Das prokrastinierende Verhalten ist in gewisser Weise ebenfalls an Situationen gebunden, dies aber noch viel deutlicher in einem konkret vorliegenden Kontext. Vor diesem Hintergrund wird in unserer Prokrastinationsbehandlung die triggernde Situation sehr genau und mit einem 360°-Blick auf eventuelle Empfindlichkeiten abgesucht, die mit einer oft auch unbewussten Handlungs- oder Entscheidungsverweigerung auf eventuelle Absichten reagieren. Da wir davon ausgehen, dass sich hinter einem Aufschiebereflex in aller Regel ein Schutzmechanismus verbirgt, ist dieser Trigger-Check für die Prokrastination von zentraler Bedeutung. Unter Zuhilfenahme der möglichen und klar abzugrenzenden Einflusskomponenten haben wir mit dem Akronym „LEZGO!“ die systematisch Durchforstung der wichtigsten Einflussgrößen verständlich und erinnerbar gemacht. So steht das „L“ für das Thema „Lernen“, stellvertretend für alles was die anstehende Erledigung oder Entscheidung an Fähigkeiten, Fertigkeiten oder Kenntnissen erfordert, deren Grad der ausreichenden Verfügbarkeit u.U. zu einem ablehnenden bzw. prokrastinierenden Verhalten führt.

„E“ will die Selbstanalyse auf das emotionale Hintergrundrauschen aufmerksam machen, das sich aus den vielleicht früher in ähnlichem Zusammenhang gemachten Erfahrungen bzw. aus den jetzt befürchteten Erwartungen nährt.

„Z“ will anregen, die mit der aktuellen Erledigung oder Entscheidung verbundene Zielsetzung sicherzustellen: Sind die Ziele kompatibel mit den ureigenen Wünschen oder Visionen, sind sie realisierbar, auch in Bezug auf inhaltliche oder zeitliche Aspekte. Hieraus ergibt sich der Grad die Art der nötigen Motivierung, deren Vorhandensein sich in dieser Befragung erweisen muss.

„G“ richtet die Aufmerksamkeit auf das Thema Gesundheit, und zwar der körperlichen wie der mentalen. Es wird sicherlich nicht darauf ankommen, erst einen idealen Gesundheitszustand abzuwarten, bis man sich der Erledigung oder Entscheidung stellt. Jedoch sollte klar sein, dass das körperliche und mentale Wohlbefinden den Umfang und die Qualität der Arbeit begleitet und mitbestimmt. Entsprechende Fürsorge einerseits, aber auch eine angemessene Duldsamkeit können dafür sorgen, dass die Kluft zwischen Erwartung und Realisierbarkeit nicht unüberbrückbar wird.

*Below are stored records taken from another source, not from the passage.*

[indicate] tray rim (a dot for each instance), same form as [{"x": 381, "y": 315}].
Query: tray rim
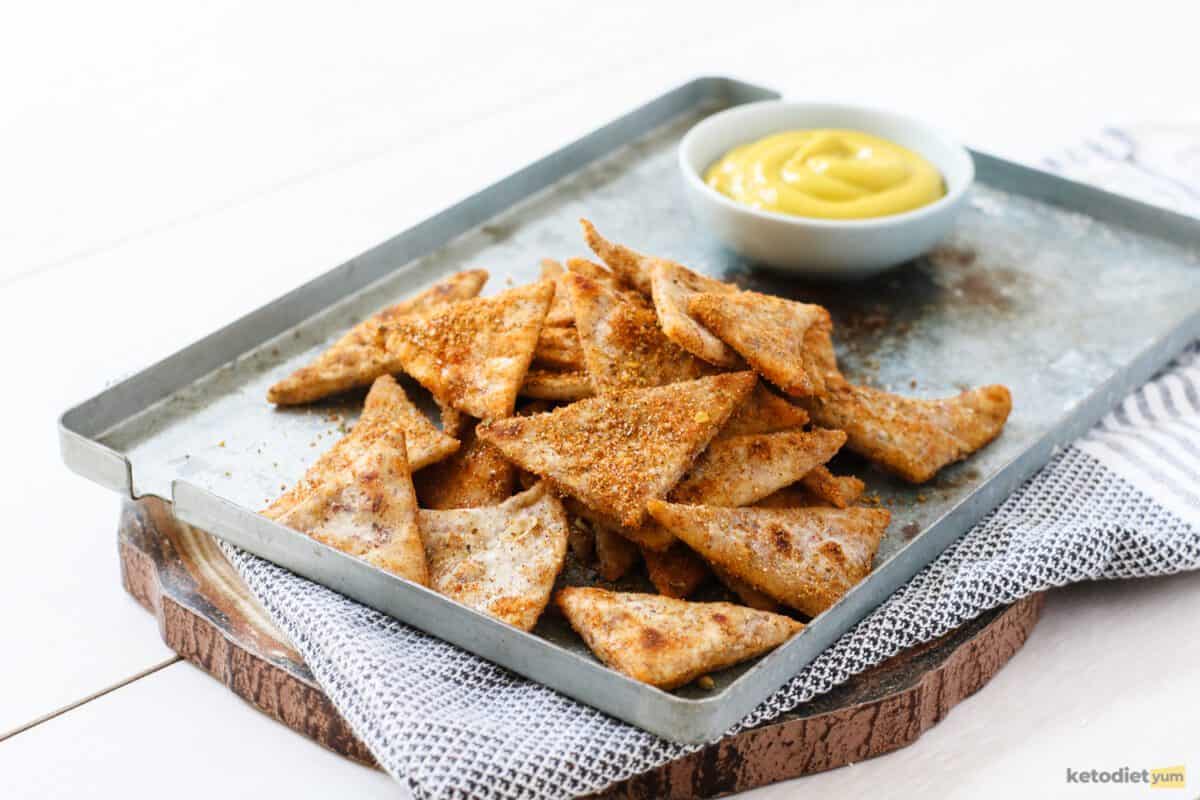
[{"x": 690, "y": 720}]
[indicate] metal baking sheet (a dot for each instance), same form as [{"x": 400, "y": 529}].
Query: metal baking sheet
[{"x": 1065, "y": 293}]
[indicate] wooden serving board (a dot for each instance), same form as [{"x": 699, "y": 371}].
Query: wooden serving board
[{"x": 208, "y": 615}]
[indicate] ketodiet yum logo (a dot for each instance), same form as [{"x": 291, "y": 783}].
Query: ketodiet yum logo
[{"x": 1162, "y": 777}]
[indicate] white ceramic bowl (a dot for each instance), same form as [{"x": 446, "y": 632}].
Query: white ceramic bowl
[{"x": 850, "y": 247}]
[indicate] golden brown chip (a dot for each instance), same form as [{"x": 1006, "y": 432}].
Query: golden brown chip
[
  {"x": 613, "y": 452},
  {"x": 358, "y": 497},
  {"x": 676, "y": 572},
  {"x": 553, "y": 385},
  {"x": 804, "y": 558},
  {"x": 765, "y": 411},
  {"x": 912, "y": 438},
  {"x": 769, "y": 334},
  {"x": 672, "y": 287},
  {"x": 361, "y": 354},
  {"x": 473, "y": 355},
  {"x": 667, "y": 642},
  {"x": 745, "y": 593},
  {"x": 616, "y": 555},
  {"x": 558, "y": 348},
  {"x": 501, "y": 560},
  {"x": 559, "y": 314},
  {"x": 477, "y": 475},
  {"x": 625, "y": 263},
  {"x": 622, "y": 342},
  {"x": 741, "y": 470}
]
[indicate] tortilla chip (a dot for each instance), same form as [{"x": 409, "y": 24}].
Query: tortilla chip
[
  {"x": 553, "y": 385},
  {"x": 477, "y": 475},
  {"x": 616, "y": 555},
  {"x": 667, "y": 642},
  {"x": 839, "y": 491},
  {"x": 804, "y": 558},
  {"x": 622, "y": 342},
  {"x": 361, "y": 354},
  {"x": 765, "y": 411},
  {"x": 474, "y": 354},
  {"x": 617, "y": 451},
  {"x": 559, "y": 314},
  {"x": 627, "y": 264},
  {"x": 910, "y": 437},
  {"x": 769, "y": 332},
  {"x": 558, "y": 348},
  {"x": 672, "y": 287},
  {"x": 501, "y": 560},
  {"x": 677, "y": 572},
  {"x": 745, "y": 593},
  {"x": 741, "y": 470},
  {"x": 359, "y": 498}
]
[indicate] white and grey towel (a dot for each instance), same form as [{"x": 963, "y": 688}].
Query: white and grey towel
[{"x": 1122, "y": 503}]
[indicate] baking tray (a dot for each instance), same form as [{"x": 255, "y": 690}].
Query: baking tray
[{"x": 1067, "y": 294}]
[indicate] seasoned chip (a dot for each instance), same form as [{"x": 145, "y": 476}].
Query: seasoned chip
[
  {"x": 804, "y": 558},
  {"x": 501, "y": 560},
  {"x": 769, "y": 332},
  {"x": 358, "y": 497},
  {"x": 667, "y": 642},
  {"x": 741, "y": 470},
  {"x": 474, "y": 354},
  {"x": 361, "y": 354},
  {"x": 558, "y": 348},
  {"x": 622, "y": 342},
  {"x": 672, "y": 287},
  {"x": 745, "y": 593},
  {"x": 559, "y": 314},
  {"x": 765, "y": 411},
  {"x": 617, "y": 451},
  {"x": 625, "y": 263},
  {"x": 477, "y": 475},
  {"x": 912, "y": 438},
  {"x": 553, "y": 385},
  {"x": 616, "y": 555},
  {"x": 676, "y": 572}
]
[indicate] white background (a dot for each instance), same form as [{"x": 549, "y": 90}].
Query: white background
[{"x": 168, "y": 167}]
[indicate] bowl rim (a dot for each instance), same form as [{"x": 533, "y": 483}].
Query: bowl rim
[{"x": 949, "y": 199}]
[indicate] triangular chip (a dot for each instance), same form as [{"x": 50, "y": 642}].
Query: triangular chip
[
  {"x": 474, "y": 354},
  {"x": 910, "y": 437},
  {"x": 676, "y": 572},
  {"x": 667, "y": 642},
  {"x": 477, "y": 475},
  {"x": 804, "y": 558},
  {"x": 359, "y": 497},
  {"x": 501, "y": 560},
  {"x": 839, "y": 491},
  {"x": 749, "y": 596},
  {"x": 555, "y": 385},
  {"x": 765, "y": 411},
  {"x": 617, "y": 451},
  {"x": 672, "y": 287},
  {"x": 625, "y": 263},
  {"x": 558, "y": 348},
  {"x": 616, "y": 555},
  {"x": 622, "y": 342},
  {"x": 559, "y": 314},
  {"x": 769, "y": 332},
  {"x": 361, "y": 354},
  {"x": 741, "y": 470}
]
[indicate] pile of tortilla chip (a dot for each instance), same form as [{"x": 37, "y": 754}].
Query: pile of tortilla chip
[{"x": 618, "y": 415}]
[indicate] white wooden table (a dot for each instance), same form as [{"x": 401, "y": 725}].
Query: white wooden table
[{"x": 168, "y": 168}]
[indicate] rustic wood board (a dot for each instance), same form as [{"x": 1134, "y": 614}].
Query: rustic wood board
[{"x": 207, "y": 614}]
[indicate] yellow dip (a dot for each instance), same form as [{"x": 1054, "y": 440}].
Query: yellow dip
[{"x": 827, "y": 173}]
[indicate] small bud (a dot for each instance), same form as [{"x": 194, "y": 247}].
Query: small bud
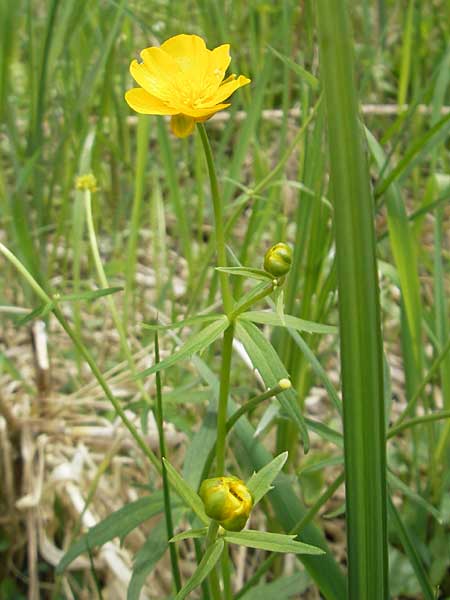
[
  {"x": 278, "y": 259},
  {"x": 227, "y": 500},
  {"x": 86, "y": 182},
  {"x": 285, "y": 384}
]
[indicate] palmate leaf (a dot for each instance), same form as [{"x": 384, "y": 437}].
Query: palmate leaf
[
  {"x": 118, "y": 524},
  {"x": 267, "y": 317},
  {"x": 196, "y": 343},
  {"x": 261, "y": 482},
  {"x": 271, "y": 369},
  {"x": 205, "y": 566},
  {"x": 272, "y": 542},
  {"x": 186, "y": 493},
  {"x": 258, "y": 274}
]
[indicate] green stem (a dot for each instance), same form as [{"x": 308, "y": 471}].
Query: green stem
[
  {"x": 307, "y": 518},
  {"x": 226, "y": 574},
  {"x": 213, "y": 578},
  {"x": 218, "y": 218},
  {"x": 84, "y": 353},
  {"x": 105, "y": 284},
  {"x": 240, "y": 308},
  {"x": 359, "y": 311},
  {"x": 444, "y": 414},
  {"x": 429, "y": 376},
  {"x": 163, "y": 454},
  {"x": 223, "y": 398},
  {"x": 241, "y": 411}
]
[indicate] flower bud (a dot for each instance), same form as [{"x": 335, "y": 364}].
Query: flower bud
[
  {"x": 227, "y": 500},
  {"x": 278, "y": 259}
]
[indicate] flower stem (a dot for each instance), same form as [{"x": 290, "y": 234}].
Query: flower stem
[
  {"x": 213, "y": 578},
  {"x": 218, "y": 218},
  {"x": 104, "y": 283},
  {"x": 223, "y": 398}
]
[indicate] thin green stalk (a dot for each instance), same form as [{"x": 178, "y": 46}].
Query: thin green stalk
[
  {"x": 163, "y": 454},
  {"x": 227, "y": 349},
  {"x": 104, "y": 283},
  {"x": 240, "y": 308},
  {"x": 226, "y": 574},
  {"x": 84, "y": 353},
  {"x": 213, "y": 578},
  {"x": 281, "y": 387},
  {"x": 218, "y": 219},
  {"x": 143, "y": 129},
  {"x": 359, "y": 311}
]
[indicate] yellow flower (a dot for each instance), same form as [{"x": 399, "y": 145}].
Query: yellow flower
[
  {"x": 227, "y": 500},
  {"x": 278, "y": 259},
  {"x": 184, "y": 79},
  {"x": 86, "y": 182}
]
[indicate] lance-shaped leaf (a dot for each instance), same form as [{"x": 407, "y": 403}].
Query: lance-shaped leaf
[
  {"x": 196, "y": 343},
  {"x": 186, "y": 493},
  {"x": 261, "y": 482},
  {"x": 272, "y": 542},
  {"x": 117, "y": 524},
  {"x": 267, "y": 317},
  {"x": 190, "y": 533},
  {"x": 205, "y": 566},
  {"x": 258, "y": 274},
  {"x": 271, "y": 369}
]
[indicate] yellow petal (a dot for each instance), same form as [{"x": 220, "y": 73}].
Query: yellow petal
[
  {"x": 146, "y": 104},
  {"x": 191, "y": 55},
  {"x": 201, "y": 112},
  {"x": 184, "y": 45},
  {"x": 181, "y": 125},
  {"x": 160, "y": 63},
  {"x": 225, "y": 90},
  {"x": 219, "y": 59}
]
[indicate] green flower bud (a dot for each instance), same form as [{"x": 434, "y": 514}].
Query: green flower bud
[
  {"x": 227, "y": 500},
  {"x": 278, "y": 259}
]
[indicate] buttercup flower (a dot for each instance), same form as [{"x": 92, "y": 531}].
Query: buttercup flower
[
  {"x": 278, "y": 259},
  {"x": 227, "y": 500},
  {"x": 184, "y": 79}
]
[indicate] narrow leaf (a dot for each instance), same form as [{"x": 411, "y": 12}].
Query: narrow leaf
[
  {"x": 91, "y": 295},
  {"x": 186, "y": 493},
  {"x": 196, "y": 343},
  {"x": 190, "y": 533},
  {"x": 269, "y": 365},
  {"x": 267, "y": 317},
  {"x": 272, "y": 542},
  {"x": 304, "y": 75},
  {"x": 258, "y": 274},
  {"x": 206, "y": 565},
  {"x": 184, "y": 323},
  {"x": 39, "y": 312},
  {"x": 118, "y": 524}
]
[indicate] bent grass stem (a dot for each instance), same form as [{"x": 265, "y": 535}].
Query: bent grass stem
[{"x": 40, "y": 292}]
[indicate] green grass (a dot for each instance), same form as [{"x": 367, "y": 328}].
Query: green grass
[{"x": 361, "y": 196}]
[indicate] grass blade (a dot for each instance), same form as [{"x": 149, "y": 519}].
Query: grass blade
[{"x": 361, "y": 344}]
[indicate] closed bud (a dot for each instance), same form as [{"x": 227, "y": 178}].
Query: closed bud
[
  {"x": 227, "y": 500},
  {"x": 278, "y": 259}
]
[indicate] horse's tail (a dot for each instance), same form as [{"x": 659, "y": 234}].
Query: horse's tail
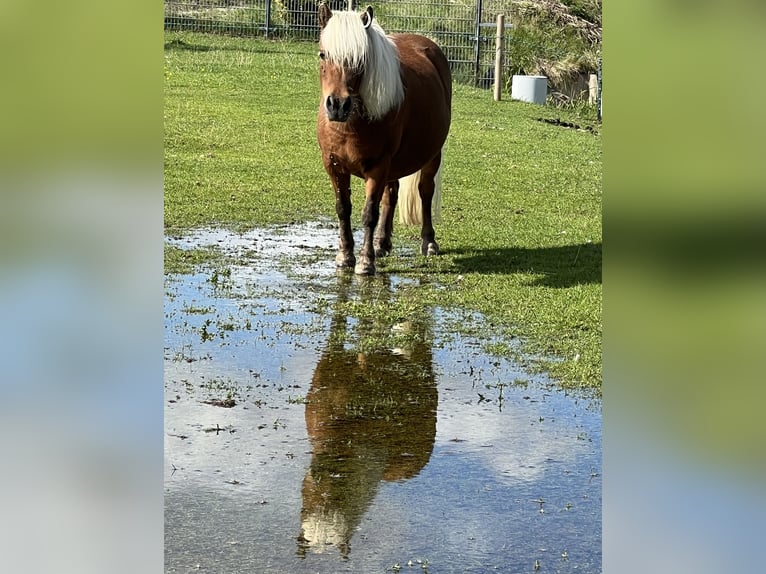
[{"x": 410, "y": 206}]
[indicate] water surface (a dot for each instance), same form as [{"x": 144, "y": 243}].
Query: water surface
[{"x": 359, "y": 443}]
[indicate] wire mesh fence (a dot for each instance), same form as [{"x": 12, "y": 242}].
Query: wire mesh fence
[{"x": 463, "y": 28}]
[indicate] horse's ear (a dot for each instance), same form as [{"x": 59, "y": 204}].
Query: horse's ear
[
  {"x": 324, "y": 14},
  {"x": 367, "y": 17}
]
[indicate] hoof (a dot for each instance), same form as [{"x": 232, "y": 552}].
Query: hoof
[
  {"x": 344, "y": 260},
  {"x": 382, "y": 248},
  {"x": 364, "y": 268},
  {"x": 431, "y": 248}
]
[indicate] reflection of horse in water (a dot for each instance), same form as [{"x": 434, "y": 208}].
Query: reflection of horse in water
[{"x": 370, "y": 416}]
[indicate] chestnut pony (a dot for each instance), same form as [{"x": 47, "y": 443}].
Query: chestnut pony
[{"x": 384, "y": 115}]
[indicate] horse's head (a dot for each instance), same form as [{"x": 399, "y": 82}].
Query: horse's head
[{"x": 358, "y": 66}]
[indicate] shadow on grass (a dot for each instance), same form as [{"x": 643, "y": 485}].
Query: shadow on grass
[{"x": 561, "y": 266}]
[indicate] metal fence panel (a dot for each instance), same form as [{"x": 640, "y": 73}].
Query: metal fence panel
[{"x": 463, "y": 28}]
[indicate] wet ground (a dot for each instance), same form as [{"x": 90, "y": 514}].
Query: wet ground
[{"x": 304, "y": 434}]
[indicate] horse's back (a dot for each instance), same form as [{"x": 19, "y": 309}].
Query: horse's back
[
  {"x": 423, "y": 58},
  {"x": 426, "y": 113}
]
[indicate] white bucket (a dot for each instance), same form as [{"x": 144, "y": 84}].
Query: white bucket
[{"x": 533, "y": 89}]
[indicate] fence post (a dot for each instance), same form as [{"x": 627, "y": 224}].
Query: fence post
[
  {"x": 598, "y": 99},
  {"x": 477, "y": 40},
  {"x": 268, "y": 18},
  {"x": 499, "y": 57}
]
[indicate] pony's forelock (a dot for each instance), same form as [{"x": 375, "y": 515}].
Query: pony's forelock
[{"x": 346, "y": 42}]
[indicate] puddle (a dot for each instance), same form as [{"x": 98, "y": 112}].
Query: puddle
[{"x": 358, "y": 442}]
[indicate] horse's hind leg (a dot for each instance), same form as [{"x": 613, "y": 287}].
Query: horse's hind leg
[
  {"x": 426, "y": 189},
  {"x": 385, "y": 228}
]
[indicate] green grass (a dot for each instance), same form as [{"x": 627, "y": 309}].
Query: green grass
[{"x": 521, "y": 227}]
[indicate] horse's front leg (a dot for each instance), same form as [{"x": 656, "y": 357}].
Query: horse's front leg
[
  {"x": 385, "y": 227},
  {"x": 426, "y": 188},
  {"x": 370, "y": 215},
  {"x": 341, "y": 183}
]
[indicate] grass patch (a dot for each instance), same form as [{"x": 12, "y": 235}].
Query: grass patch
[
  {"x": 182, "y": 261},
  {"x": 521, "y": 230}
]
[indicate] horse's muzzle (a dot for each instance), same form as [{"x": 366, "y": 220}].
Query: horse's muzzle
[{"x": 338, "y": 109}]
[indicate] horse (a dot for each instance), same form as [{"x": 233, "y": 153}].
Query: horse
[{"x": 384, "y": 116}]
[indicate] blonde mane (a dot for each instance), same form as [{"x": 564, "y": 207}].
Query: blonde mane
[{"x": 348, "y": 43}]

„O“ steht stellvertretend für das Prinzip Ordnung und Organisation, die Fähigkeit und Bereitschaft, Strukturen zu schaffen, die den Umgang mit den Faktoren Zeit, Raum, Mit-Menschen, Ressourcen und Planung erleichtern.

„!“ lässt Raum für die ganz besondere Komponente, die sich aus den speziellen Eigenheiten des konkreten Projektes und seinen Beteiligten ergeben könnten.

Auch wenn der Durchgang durch den LEZGO!-Check an einer Vielzahl an praktischen, ebenso wie psychischen Themen anrührt, die dem freien und engagierten Handeln im Wege stehen können, wenn also sowohl durch handlungsorientiertes Coaching wie durch psychotherapeutische Begleitung eine Verhaltensverbesserung angestrebt und möglich ist, bleibt die Prokrastinationsbehandlung i.a.R. näher an der konkreten Alltagsthematik, an der sich der Rat- und Hilfesuchende aufreibt. Die Frage, ob ein depressionsgeladenes Erleben zur Prokrastination führt, oder ob aus den negativen Folgen einer Prokrastination erst eine Depression erwächst, muss an dieser Stelle nicht verallgemeinernd beantwortet werden. Allerdings spricht die deutlich erkennbar in Richtung einer positiven Zukunft ausgerichteten Anti-Prokrastinations-Behandlung für die Betroffenen deutlich attraktiver als die Aussicht, vor allem erst einmal mit den Defiziten der persönlichen Vergangenheit konfrontiert zu werden.